Bloomberg reports on an intriguing device that’s apparently being used by an increasing number of doctors to weed out college students faking ADHD in order to score prescriptions to stimulant medications. It’s called the Quotient ADHD System, and it collects data on a person’s ability to “sit still, inhibit impulsivity and respond accurately to images on a computer screen.” Developed at McLean Hospital, the psychiatric wing of Harvard Medical School, it uses motion detection technology, along with the patient’s performance on a visual response test, to measure inattention, hyperactivity and impulsivity compared to other people of the same age and gender.

Some doctors swear by it—here’s one who says it proved him wrong on several cases and here’s a Time reporter who tried it—and the manufacturer claims that it’s 92 percent accurate in identifying fakers. But it hasn’t exactly taken the ADHD world by storm. After about 5 years on the market only about 300 are in use, according to Bloomberg.

Quotient wasn’t developed, of course, to weed out students trying to score Ritalin or Adderall to boost their academic performance, but rather to improve diagnoses for the millions of children who have real problems.
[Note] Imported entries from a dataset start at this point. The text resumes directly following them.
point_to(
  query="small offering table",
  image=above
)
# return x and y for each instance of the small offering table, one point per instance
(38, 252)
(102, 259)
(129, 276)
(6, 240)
The goal was a test that would be less laborious and subjective than the scales now used to have parents, teachers, and children themselves measure how often they exhibit the behaviors that are symptoms of ADHD.

Those tests—like the SNAP-IV Teacher and Parent Rating Scale and the Child Behavior Checklist—are limited by the fact that answers can be skewed by preconceptions. That’s why the Quotient people like to taut their test as “objective.” But the bigger limitation in the use of scales is that too many doctors don’t take the time to administer them, and hence too many kids are diagnosed basically by hunch—and on the hope that medication will help them do better. And when it comes to college kids, clinicians surely aren’t asking for the multiple sources of information that are considered best practices when diagnosing kids.

Quotient has the appeal that it takes only about 20 minutes, and if it works to weed out the real inattention and hyperactivity from the fake, it could be useful for cutting down on abuse of the meds. But as Dr. Rachel G. Klein, professor of child and adolescent psychiatry at NYU’s Langone Medical Center and a member of our Scientific Research Council, told Bloomberg, to be diagnosed with ADHD a child must show symptoms over a period of time and in several settings—not just at school, for instance, or at home. That fact that a child has symptoms of ADHD on a visit to a doctor’s office isn’t the basis for a sound diagnosis. We’re all for developing objective tests, but the fact is that the science isn’t there yet for us to make a diagnosis with a machine. Until we can, doctors should use the best evidence-based tools and the secret weapon of every good clinician: rigor.